A greedy algorithm to solve the max-p-region problem
A greedy algorithm to solve the max-p-region problem
The max-p-region problem is a special case of constrained clustering where a finite number of geographical areas are aggregated into the maximum number of regions (max-p-regions), such that each region is geographically connected and the clusters could maximize internal homogeneity.
df: A data frame with selected variables only. E.g. guerry[c("Crm_prs", "Crm_prp", "Litercy")]
bound_variable: A numeric vector of selected bounding variable
min_bound: A minimum value that the sum value of bounding variable int each cluster should be greater than
iterations: (optional): The number of iterations of greedy algorithm. Defaults to 99.
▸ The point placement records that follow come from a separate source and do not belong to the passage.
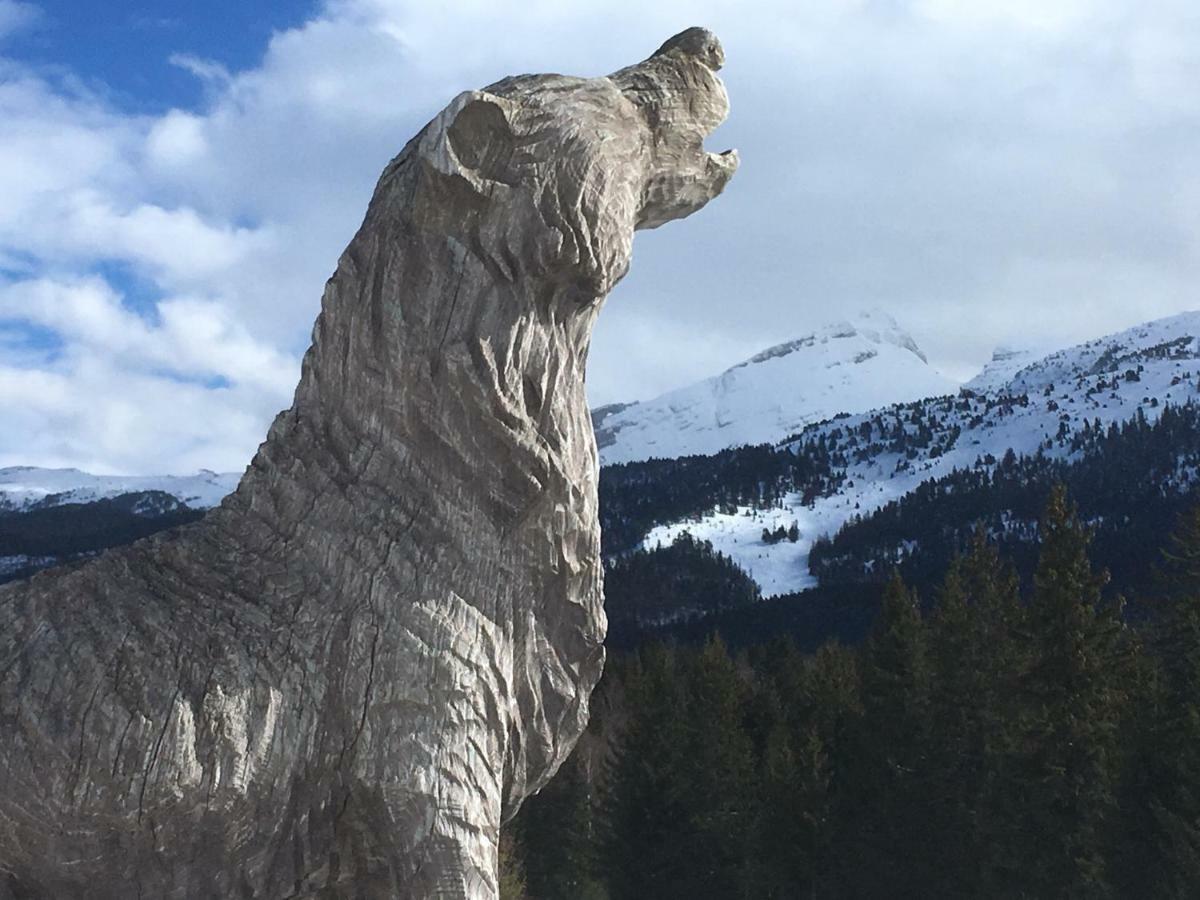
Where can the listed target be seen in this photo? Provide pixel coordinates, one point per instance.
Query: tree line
(981, 742)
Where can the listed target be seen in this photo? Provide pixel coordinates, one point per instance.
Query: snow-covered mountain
(846, 367)
(1005, 363)
(889, 451)
(24, 487)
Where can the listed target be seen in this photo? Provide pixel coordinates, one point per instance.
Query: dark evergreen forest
(981, 742)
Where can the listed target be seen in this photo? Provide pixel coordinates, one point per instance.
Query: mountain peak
(846, 366)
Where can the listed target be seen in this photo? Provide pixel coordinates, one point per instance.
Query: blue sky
(125, 49)
(177, 181)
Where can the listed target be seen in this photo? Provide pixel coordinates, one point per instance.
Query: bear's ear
(481, 139)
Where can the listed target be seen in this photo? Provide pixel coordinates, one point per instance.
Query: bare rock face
(347, 676)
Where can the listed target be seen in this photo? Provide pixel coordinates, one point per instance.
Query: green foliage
(984, 747)
(685, 579)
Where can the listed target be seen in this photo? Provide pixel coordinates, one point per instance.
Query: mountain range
(849, 366)
(856, 402)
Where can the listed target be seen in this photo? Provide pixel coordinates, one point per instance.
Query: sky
(178, 180)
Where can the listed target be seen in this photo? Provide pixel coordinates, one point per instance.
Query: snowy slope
(1005, 363)
(846, 367)
(1037, 408)
(24, 486)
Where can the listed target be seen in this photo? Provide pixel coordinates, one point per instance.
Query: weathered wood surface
(343, 679)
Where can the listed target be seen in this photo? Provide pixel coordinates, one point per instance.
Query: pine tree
(975, 664)
(883, 840)
(1074, 693)
(1165, 805)
(681, 795)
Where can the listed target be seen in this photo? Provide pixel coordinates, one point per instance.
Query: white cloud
(978, 169)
initial_regions: (optional): The initial regions that the local search starts with. Default is empty. means the local search starts with a random process to "grow" clusters
scale_method: (optional) One of the scaling methods ('raw', 'standardize', 'demean', 'mad', 'range_standardize', 'range_adjust') to apply on input data. Default is 'standardize' (Z-score normalization).
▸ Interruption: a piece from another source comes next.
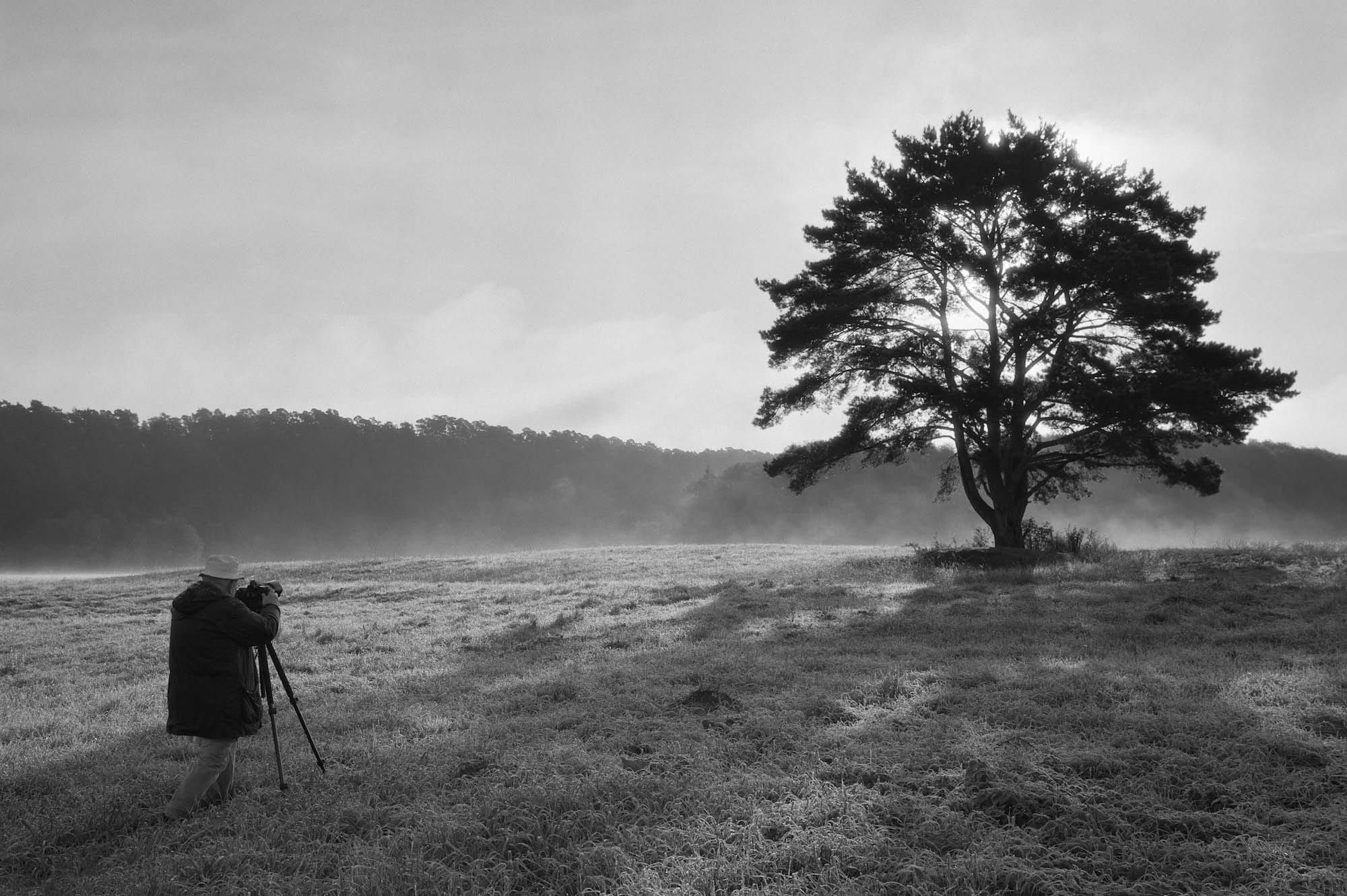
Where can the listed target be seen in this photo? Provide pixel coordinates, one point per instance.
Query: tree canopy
(1035, 310)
distance_method: (optional) The distance method used to compute the distance betwen observation i and j. Defaults to "euclidean". Options are "euclidean" and "manhattan"
random_seed: (optional) The seed for random number generator. Defaults to 123456789.
cpu_threads: (optional) The number of cpu threads used for parallel computation
A names list with names "Clusters", "Total sum of squares", "Within-cluster sum of squares", "Total within-cluster sum of squares", and "The ratio of between to total sum of squares".